Thailand: Electoral Upset

2000

Cavan Hogue

The Bangkok gubernatorial election on 23 July produced an unexpected result when, as The Nation put it, ‘the voters opted to resurrect a dying veteran’.

Samak Sundaravej, leader of the small Prachakorn Thai Party, received an unprecedented 1,016,096 votes - twice the vote of his nearest rival Sudarat Kejuraphan of Thaksin Shinawatr’s Thai Rak Thai Party and four times the vote of the Democrats’ Thavatchai Sajakal. The voter turnout of 58.9% was relatively high.

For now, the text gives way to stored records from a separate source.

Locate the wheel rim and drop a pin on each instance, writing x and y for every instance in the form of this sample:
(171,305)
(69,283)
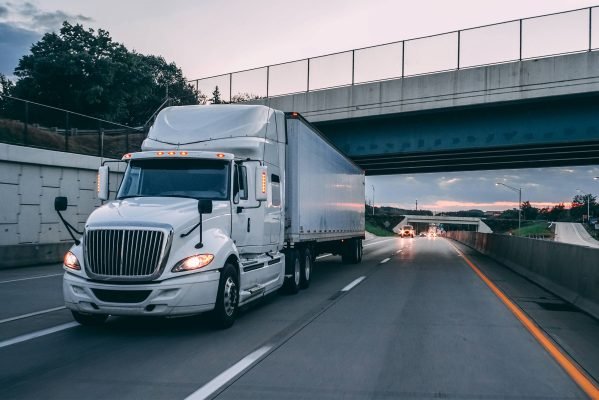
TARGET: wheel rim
(307,267)
(230,296)
(296,272)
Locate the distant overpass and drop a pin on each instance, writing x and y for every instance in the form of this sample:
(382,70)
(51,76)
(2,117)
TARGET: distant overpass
(429,219)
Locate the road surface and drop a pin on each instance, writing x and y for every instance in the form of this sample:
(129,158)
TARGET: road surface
(412,321)
(573,233)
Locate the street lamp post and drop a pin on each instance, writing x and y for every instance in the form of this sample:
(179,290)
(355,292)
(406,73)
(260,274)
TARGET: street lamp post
(588,196)
(519,191)
(372,200)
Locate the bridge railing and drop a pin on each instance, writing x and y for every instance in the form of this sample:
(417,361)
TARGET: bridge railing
(31,124)
(527,38)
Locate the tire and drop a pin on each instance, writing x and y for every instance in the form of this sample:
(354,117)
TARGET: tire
(227,299)
(306,267)
(352,252)
(292,284)
(89,319)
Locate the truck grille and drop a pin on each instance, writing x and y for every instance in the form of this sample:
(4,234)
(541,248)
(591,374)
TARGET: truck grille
(111,254)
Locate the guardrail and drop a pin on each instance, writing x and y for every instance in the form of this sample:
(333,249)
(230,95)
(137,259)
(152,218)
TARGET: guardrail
(32,124)
(569,271)
(546,35)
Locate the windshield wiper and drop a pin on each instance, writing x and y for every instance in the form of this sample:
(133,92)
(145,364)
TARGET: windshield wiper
(130,196)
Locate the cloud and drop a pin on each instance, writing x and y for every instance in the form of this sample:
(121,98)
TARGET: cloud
(14,43)
(23,24)
(30,17)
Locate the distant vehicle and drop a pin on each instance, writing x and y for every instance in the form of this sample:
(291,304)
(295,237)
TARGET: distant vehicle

Samak has a well earned reputation for being blunt to the point of arrogance and has a controversial history as an ultra-rightist who was on the wrong side during military violence in 1976. His party did badly in the last national election and he was widely believed to be on the way out. His victory is especially surprising in sophisticated and progressive Bangkok where the modernist Democrats usually poll well.

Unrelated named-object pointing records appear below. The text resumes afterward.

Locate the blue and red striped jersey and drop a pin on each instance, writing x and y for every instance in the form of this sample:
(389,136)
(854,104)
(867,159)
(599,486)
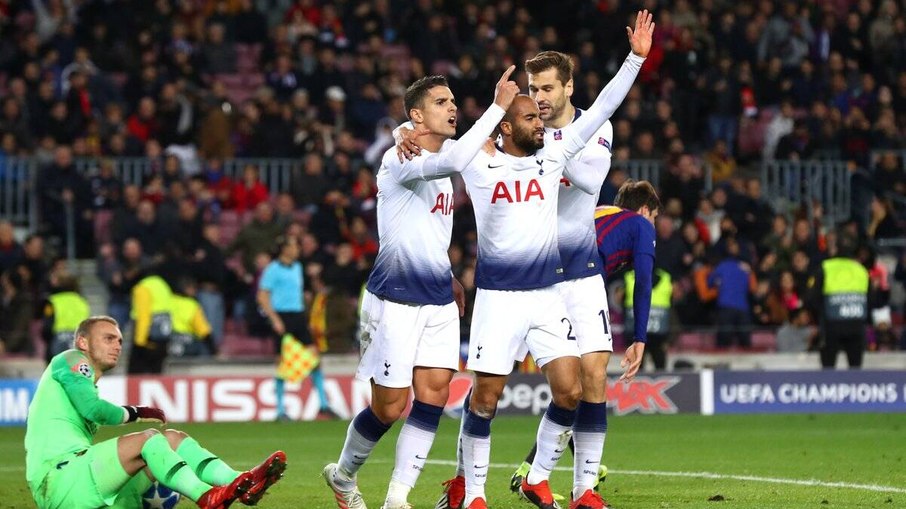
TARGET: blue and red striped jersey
(626,239)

The only credible explanation for his victory is that voters wanted a man of action who would do something about quality of life issues in the polluted and congested capital. They were prepared to forget his dubious past and rough manners in the hope that he would make some improvement in their daily lives. The Democrat candidate was seen as vague and inexperienced, and probably suffered from a protest vote because the Democrats are in power nationally. The failure of Thai Rak Thai may be attributed to suspicions of vote buying and old style politics plus the relative inexperience of the candidate.

Speculation is now rife about what all this means for the national elections due in November this year. A poll taken after the election had most of those polled saying that they would not necessarily vote the same way nationally. However, the result was not encouraging for telecommunications tycoon Thaksin Shinawatr’s new party. The independent Pollwatch said that 90% of the reported electoral fraud came from one party and the press reported police investigations being undertaken into specific cases involving Thai Rak Thai. If, as seems probable, there is some substance to the claims of massive vote buying by Thaksin, then this will harm his party in the national elections. The Democrats must also be disappointed, but their expectations were not as high as Thaksin’s. Samak’s individual victory is unlikely to help his party nationally.

WATCHPOINT: While we can draw some lessons from the voting for Governor of Bangkok, it is not a clear-cut guide to how Bangkok will vote in national elections in November.